Sunday, July 16, 2017

What is it really like?

While sitting on our upstairs toilet last week I noticed the brand name sticker on the shower wheelchair. It is made by a company called EZee Life. Really. As if ANYONE who has to use a shower wheelchair, especially one that leans back and has a headrest built in, has an EZee Life! I get the marketing behind such a name, but it kind of pissed me off.
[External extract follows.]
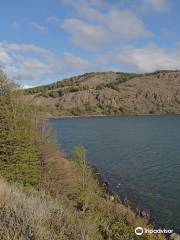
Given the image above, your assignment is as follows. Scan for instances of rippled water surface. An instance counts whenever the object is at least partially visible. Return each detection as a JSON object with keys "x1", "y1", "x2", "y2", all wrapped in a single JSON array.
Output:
[{"x1": 50, "y1": 116, "x2": 180, "y2": 232}]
I have ALS and a lot of attention is focused on my needs, my loss, my grief. Honestly it is really hard for those in my immediate circle, particularly my caregivers, particularly Adam. On top of taking on an enormous amount of responsibility and caring for me, my loss is also his loss as our futures are so intricately entwined. We expected to grow old together, and maybe we still will. But the plans we had for our later years are forever changed as ALS has altered our path together. It is not an EZee Life.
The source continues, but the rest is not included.